According to recent data released by the Department of Agriculture there is a national decline in the use of Supplemental Nutrition Assistance Program (SNAP) Benefits. This trend is being seen in Kentucky as well. According to the data, the number of households participating in food stamps funded by the federal government in Kentucky declined by 6.7% from June 2013.
This view paints a generally positive picture for Kentucky’s economy signaling that recent job market improvements are indeed affecting our region. The U.S.D.A. reported last year that Kentucky’s 2nd congressional district – which includes Bowling Green, Owensboro, and Elizabethtown – accounted for roughly 41,000 of Kentucky’s 422,704 current households receiving benefits from SNAP. The table below from the U.S.D.A. compares the characteristics of households receiving SNAP funds with those who are not.
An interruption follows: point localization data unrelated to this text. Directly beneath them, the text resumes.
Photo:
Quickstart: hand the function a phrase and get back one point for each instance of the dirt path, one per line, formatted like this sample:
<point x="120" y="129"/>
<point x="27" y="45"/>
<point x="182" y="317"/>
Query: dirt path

In order to be eligible households must meet federal minimum income requirements of 130% of the federal poverty level – a monthly gross income of $2,552 (or $30,624 annually) for a family of four. The graph below illustrates the growth trends of median household income and non-farm employment in Kentucky. The graph illustrates the relationship between employment and median household income. Even though data for median household income only dates to 2012, we can assume from the general relationship between these two variables that median household income has continued to grow since 2012 as employment has increased. SNAP eligibility requirements have been loosened in recent years as a part of the Food Stamp Provision in the 2008 Farm Bill and the fact that enrollments continue to decline suggests that increasing income and employment in Kentucky is making those who were once eligible now ineligible or participants are no longer in need of assistance.